次から次へと出てくる戸田の文句に、生徒四人は早々に職員室を出る事となった。



「けどさぁ、まだわかんねぇよな」



歩きながら、国方が言った。



「何が?」



りえが首を傾げる。



廊下には早く来た生徒達がポツポツいて、物珍しそうに四人を見ている。



「あの地下室だよ。結局なんで使用禁止になってねぇんだ?」



国方の疑問に、そういえば、と三人は目を見交わせる。



「けど、それは先生が決める事じゃない。どうしてか、なんて先生じゃなきゃわかんないわよ」



ソラの言葉に、国方は「小野先生も知らないって言ってただろ? おかしいよ」と言い返す。



そういえば、サヤカもどうして地下室が生徒も出入り出来るのか、不思議に思っているようだった。



「それにさぁ。タバコはあってもコンドームが見つかるって……。



いくらなんでも地下室に女連れ込むかぁ? 資料室しか開いてないんだぜ? 一部屋しか開いてないのにカップルが鉢合わせしたらどうすんだよ」



確かに、言われて見れば疑問は次々に浮かんでくる。



四人はその場で何となく立ち止まり、「行ってみるか」という国方の言葉で、地下室へと向かうこととなった。

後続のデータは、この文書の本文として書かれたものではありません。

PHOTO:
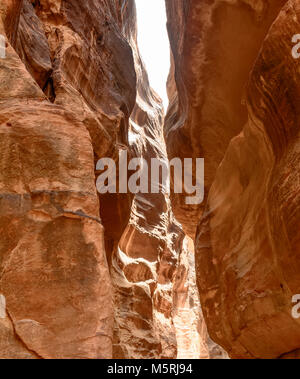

地下室は相変わらずだが、机や椅子は安田が教室の中に移動させていた。



いちいち机が移動していることで問題になるのはゴメンだったからだ。



今はあの教室にもきちんと鍵がかけられていて、中には誰もいない。



国方は教室の前まで来て、ふと足を止めた。



なんとなく、気配がしたのだ。



振り向くと、他の三人も同じように気配を感じ、顔をこわばらせている。



けれど、鍵がかけてあるのだ。誰も入る事は出来ない。



そう思い、国方はそっとドアに手をかけて、少し力を入れる。とたんに、扉はスッと小さな隙間程度に開いたのだ。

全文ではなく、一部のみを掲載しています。